Projects on Kick­starter and tra­di­tional urban plan­ning aren’t mutu­ally exclu­sive: cities can ben­e­fit from both crowd­fund­ing enthu­si­asts and deter­mined, edu­cated vot­ers. Cities can use both vision­ary social entre­pre­neurs and smart, forward-thinking elected offi­cials. Exper­i­ments like + Pool help focus pub­lic atten­tion on real oppor­tu­ni­ties for improv­ing city life and the envi­ron­ment, and encour­age peo­ple to see the city as a mal­leable struc­ture full of poten­tial, as opposed to a face­less, bureau­cratic grid of property.

And imag­i­na­tion counts. Tal­ent dri­ves aspi­ra­tions; if young peo­ple can leave school and pur­sue ideas for a future econ­omy that works, rather than be entan­gled in the legacy econ­omy, then emerg­ing cre­ative tal­ent may have an impor­tant role to play in chang­ing ideals for peo­ple their own age and younger. Cities could be key in this change of ideals, and tools like Kick­starter may help accel­er­ate the chem­istry — if that’s where peo­ple start to spend their time as pro­duc­ers and con­sumers of new ideas. It’s impor­tant to remem­ber that sus­tain­abil­ity cur­rently ranks at the bot­tom among pri­or­i­ties to young peo­ple, so there is a lot of ground to catch up in terms of enthusiasm.

Alexan­dra Lange makes favor­able men­tion of a more care­fully designed plat­form called Brick­starter (with a fas­ci­nat­ing post on recon­struc­tion of a city in Chile) — and it’s a good com­par­i­son to con­sider. But what might be miss­ing in that analy­sis is the dif­fer­ence between New York, where many peo­ple come to work 60 to 80 hours a week in highly paid, high stress jobs, and other places. Maybe it takes a wild idea like + Pool to even get busy New York­ers to pay atten­tion, with the lim­ited amount of time they have to think about things apart from career.

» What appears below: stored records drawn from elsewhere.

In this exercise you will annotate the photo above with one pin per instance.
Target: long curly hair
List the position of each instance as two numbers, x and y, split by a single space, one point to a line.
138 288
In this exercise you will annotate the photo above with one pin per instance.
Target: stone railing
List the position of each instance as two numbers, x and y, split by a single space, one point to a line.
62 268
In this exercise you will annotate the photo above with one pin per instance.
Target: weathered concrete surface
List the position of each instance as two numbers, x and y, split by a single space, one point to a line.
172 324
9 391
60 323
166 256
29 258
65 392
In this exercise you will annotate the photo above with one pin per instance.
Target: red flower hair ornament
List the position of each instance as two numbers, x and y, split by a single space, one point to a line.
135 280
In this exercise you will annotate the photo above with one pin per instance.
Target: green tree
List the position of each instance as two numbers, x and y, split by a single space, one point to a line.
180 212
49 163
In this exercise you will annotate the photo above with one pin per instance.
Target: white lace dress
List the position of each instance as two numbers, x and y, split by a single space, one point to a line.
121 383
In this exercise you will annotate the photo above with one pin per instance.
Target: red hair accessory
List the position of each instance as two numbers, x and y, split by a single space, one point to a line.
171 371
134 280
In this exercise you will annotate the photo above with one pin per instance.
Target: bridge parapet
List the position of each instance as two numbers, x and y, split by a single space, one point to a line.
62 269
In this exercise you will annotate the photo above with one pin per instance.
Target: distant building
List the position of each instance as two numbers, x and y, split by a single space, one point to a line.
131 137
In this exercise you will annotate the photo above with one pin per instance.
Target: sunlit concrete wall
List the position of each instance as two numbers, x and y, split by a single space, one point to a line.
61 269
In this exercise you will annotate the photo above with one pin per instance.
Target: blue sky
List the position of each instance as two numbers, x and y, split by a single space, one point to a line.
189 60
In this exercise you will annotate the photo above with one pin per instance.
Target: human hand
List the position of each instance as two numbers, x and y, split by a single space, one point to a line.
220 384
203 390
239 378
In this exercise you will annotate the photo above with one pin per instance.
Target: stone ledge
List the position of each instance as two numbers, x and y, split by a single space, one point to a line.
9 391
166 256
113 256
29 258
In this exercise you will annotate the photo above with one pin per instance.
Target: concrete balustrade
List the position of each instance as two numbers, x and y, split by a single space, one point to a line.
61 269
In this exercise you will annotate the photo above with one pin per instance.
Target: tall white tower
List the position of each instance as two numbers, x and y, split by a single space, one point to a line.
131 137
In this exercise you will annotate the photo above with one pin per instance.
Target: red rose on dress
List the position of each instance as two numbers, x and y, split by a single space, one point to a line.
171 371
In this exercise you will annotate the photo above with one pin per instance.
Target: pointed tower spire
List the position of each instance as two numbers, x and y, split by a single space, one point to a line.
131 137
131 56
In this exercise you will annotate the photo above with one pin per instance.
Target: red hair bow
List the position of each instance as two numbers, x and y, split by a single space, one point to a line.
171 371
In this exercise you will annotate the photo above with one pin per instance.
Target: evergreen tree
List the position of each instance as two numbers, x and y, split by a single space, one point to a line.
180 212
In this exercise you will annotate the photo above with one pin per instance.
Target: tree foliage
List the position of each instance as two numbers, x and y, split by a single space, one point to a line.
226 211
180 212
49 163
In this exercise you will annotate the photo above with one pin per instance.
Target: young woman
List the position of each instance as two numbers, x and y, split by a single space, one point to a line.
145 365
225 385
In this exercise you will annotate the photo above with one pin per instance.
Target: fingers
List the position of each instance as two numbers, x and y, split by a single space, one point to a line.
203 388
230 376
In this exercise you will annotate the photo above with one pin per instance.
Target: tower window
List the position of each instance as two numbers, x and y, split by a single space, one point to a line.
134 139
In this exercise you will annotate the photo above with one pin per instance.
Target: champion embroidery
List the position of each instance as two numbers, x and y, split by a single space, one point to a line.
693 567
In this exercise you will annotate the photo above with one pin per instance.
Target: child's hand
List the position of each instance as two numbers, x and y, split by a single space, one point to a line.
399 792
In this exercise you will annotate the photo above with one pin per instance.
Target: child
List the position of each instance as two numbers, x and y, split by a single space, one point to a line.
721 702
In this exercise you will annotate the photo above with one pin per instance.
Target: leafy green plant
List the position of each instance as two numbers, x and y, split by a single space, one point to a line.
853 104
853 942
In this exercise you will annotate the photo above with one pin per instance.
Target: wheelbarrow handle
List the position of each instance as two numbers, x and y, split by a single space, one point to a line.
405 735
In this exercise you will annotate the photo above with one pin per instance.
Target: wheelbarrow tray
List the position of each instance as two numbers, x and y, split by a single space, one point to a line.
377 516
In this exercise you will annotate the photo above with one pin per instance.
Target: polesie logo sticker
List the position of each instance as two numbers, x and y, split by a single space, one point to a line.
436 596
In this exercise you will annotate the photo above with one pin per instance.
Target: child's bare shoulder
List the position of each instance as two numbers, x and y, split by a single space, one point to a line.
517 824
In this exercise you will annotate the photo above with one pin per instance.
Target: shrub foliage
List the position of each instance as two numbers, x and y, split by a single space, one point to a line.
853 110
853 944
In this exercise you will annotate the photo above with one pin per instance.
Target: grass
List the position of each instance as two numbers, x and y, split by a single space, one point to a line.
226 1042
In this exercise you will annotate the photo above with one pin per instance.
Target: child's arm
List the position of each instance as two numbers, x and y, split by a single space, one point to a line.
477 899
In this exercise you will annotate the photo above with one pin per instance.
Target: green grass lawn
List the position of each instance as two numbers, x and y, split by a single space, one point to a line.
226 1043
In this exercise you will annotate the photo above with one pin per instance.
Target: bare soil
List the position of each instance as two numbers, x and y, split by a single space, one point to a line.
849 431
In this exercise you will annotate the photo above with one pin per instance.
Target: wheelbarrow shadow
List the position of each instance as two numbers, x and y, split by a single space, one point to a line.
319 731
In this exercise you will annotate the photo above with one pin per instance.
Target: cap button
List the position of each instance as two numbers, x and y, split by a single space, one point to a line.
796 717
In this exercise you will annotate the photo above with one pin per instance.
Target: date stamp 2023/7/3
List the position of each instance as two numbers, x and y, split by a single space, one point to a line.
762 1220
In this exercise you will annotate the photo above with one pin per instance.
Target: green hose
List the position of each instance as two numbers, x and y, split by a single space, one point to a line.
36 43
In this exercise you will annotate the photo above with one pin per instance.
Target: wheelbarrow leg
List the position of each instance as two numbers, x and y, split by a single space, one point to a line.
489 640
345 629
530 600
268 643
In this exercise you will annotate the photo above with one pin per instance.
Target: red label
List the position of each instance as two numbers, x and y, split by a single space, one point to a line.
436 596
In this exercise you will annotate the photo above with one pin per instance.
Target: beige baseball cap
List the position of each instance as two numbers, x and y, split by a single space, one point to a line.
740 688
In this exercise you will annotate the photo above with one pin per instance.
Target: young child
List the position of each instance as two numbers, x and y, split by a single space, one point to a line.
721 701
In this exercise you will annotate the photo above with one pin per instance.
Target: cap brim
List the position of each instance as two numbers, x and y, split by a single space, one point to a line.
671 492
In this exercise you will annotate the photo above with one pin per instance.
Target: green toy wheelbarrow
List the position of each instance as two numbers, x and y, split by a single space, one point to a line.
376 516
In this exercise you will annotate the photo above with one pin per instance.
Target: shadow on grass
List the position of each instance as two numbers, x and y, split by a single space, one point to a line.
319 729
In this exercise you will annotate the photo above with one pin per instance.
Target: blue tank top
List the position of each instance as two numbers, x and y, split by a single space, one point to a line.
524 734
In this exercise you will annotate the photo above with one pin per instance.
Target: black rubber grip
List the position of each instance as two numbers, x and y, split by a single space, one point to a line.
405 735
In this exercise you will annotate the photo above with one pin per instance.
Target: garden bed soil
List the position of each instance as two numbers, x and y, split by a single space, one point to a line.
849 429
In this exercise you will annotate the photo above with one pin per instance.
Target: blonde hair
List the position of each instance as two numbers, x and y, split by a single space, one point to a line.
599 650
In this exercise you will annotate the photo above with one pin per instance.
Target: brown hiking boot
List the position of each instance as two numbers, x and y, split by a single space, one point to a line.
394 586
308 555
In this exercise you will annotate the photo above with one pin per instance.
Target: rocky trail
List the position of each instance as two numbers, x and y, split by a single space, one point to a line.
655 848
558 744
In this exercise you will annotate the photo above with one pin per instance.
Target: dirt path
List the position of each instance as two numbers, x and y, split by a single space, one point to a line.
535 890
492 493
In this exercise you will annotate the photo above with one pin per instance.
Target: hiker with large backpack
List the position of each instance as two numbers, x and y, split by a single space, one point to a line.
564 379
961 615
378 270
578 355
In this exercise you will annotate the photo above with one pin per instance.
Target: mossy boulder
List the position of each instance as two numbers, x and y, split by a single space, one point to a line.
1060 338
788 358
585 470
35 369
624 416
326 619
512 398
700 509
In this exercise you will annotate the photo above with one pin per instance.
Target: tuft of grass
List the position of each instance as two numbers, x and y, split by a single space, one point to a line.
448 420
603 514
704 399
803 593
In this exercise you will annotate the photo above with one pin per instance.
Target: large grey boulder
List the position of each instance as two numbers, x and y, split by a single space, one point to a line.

The grow­ing set of inter­views in City Atlas cover a range of posi­tions; + Pool is a beau­ti­ful and inge­nious idea. Ioby​.org is a grow­ing crowd­fund­ing plat­form for urban renewal, and pro­vides a down-to-earth ser­vice per­haps closer to Lange’s ideals. In his inter­view, Pro­j­jal Dutta of the MTA describes how mass tran­sit makes pos­si­ble the den­sity of NYC, which allows peo­ple with huge aspi­ra­tions to live large with a small foot­print. The sub­way sys­tem, built over gen­er­a­tions, shows what a decades-long com­mit­ment by gov­ern­ment and cit­i­zens can accomplish.

To cre­ate a car­bon cap­ture sys­tem like that described by Klaus Lack­ner will require a price on car­bon that can also lead to another gen­er­a­tional invest­ment in tech­nol­ogy and infra­struc­ture. Both gov­ern­ments and cit­i­zens will need to be play­ers in that process. And it seems likely that the kind of imag­i­na­tion and opti­mism seen on Kick­starter, or on equiv­a­lent plat­forms, will be essen­tial to devel­op­ing the pub­lic will for that kind of trans­for­ma­tive change.